Bird DNA testing accurately reveals the sex by differentiating between the specific male and female DNA patterns. There are two types of bird DNA analyses -- blood testing and feather testing. In blood testing, the veterinarian typically clips a small amount of nail from the bird's claw and analyses the red blood cells. In feather testing, a healthy feather is taken from the bird and skin cells within the feather's shaft are examined. Sexing of birds using DNA analysis is conclusive.
The bond of the male and female common mynah bird is strong and both share in all parenting responsibilities, including preparing and maintaining the nest, ensuring the eggs are safe and caring for their young. The female generally lays between three and five blue-green eggs and both parents incubate them for approximately 11 to 18 days. The young remain in the nest until fully fledged, which is typically between three weeks and one month. The common mynah bird is known to live in two separate nesting sites at the same time; a temporary breeding nest during the summer and a permanent, year-round nest for overnight incubating and hatchling care.
The common mynah bird has a glossy black to chocolate brown body, an orange-yellow bill that generally curves slightly, bright yellow patches of skin below and behind the eyes, and white patches on the top and bottom of its short wings. It is a somewhat stocky bird that hops and waddles confidently as it walks.
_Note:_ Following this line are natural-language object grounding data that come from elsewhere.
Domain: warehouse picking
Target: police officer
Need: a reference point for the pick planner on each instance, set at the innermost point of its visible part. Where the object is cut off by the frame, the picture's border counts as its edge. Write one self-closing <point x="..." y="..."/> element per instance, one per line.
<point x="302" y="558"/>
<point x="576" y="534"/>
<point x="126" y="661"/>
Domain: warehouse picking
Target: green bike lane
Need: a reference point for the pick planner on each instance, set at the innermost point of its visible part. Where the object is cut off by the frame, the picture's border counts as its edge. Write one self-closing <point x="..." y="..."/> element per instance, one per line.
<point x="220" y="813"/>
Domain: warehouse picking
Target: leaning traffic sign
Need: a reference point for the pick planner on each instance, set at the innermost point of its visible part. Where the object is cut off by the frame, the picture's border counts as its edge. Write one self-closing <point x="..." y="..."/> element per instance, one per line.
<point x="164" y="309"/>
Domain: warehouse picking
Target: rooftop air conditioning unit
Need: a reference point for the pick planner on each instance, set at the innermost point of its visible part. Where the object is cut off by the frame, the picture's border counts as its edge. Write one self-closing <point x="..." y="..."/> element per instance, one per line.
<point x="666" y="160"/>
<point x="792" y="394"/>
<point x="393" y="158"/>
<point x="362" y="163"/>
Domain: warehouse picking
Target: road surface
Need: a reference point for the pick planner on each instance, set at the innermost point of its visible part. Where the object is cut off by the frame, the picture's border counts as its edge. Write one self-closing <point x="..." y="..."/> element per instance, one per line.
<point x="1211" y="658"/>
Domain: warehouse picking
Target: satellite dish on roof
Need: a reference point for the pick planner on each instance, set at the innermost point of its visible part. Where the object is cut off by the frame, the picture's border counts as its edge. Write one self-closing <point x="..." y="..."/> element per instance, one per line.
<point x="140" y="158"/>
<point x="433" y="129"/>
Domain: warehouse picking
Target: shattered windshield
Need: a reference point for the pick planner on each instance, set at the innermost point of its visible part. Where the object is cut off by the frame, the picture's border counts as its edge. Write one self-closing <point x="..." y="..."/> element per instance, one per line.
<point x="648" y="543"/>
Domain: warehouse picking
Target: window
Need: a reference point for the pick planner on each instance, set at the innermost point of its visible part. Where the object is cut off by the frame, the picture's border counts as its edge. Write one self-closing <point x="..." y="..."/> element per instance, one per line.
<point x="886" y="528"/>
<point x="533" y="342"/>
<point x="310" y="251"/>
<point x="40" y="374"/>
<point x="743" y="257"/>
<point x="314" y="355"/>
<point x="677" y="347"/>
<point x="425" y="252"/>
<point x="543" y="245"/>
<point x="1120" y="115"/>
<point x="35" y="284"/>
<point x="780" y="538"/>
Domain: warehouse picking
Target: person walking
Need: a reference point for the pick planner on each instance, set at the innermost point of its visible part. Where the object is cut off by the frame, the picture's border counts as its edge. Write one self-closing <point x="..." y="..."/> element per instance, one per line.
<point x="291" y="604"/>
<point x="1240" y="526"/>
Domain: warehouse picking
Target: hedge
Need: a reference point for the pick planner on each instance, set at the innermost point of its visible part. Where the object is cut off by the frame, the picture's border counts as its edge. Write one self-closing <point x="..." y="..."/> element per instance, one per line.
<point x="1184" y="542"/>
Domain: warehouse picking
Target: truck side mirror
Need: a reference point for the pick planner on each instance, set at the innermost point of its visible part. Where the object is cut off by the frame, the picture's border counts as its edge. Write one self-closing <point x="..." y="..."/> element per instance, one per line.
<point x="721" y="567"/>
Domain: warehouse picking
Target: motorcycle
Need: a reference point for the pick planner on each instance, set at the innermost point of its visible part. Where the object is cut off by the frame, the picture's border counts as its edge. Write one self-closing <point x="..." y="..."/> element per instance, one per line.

This type of bird tends to be highly social and expressive. It is known to be loud, making a variety of sounds from a melodic, high-toned chirping to a deep, throaty sound. It is recognised for its skill in learning to mimic humans and other song birds. It has the ability to sing songs and its vocabulary can be remarkable. The common mynah bird is one of the fastest flying birds. It flies in large flocks, especially at sunset, when roosting and during migration.
Habitat and Diet
The common mynah bird lives in parks, farmlands and streets. It is known to reside in the holes of trees and build nests in urban areas near windowsills and under eaves or ceiling spaces. It prefers moderate climates and migrates toward warmer areas in the fall and winter, typically returning to the same nest in the spring. The common mynah bird's diet consists of fruit, insects and small fish, birds and lizards.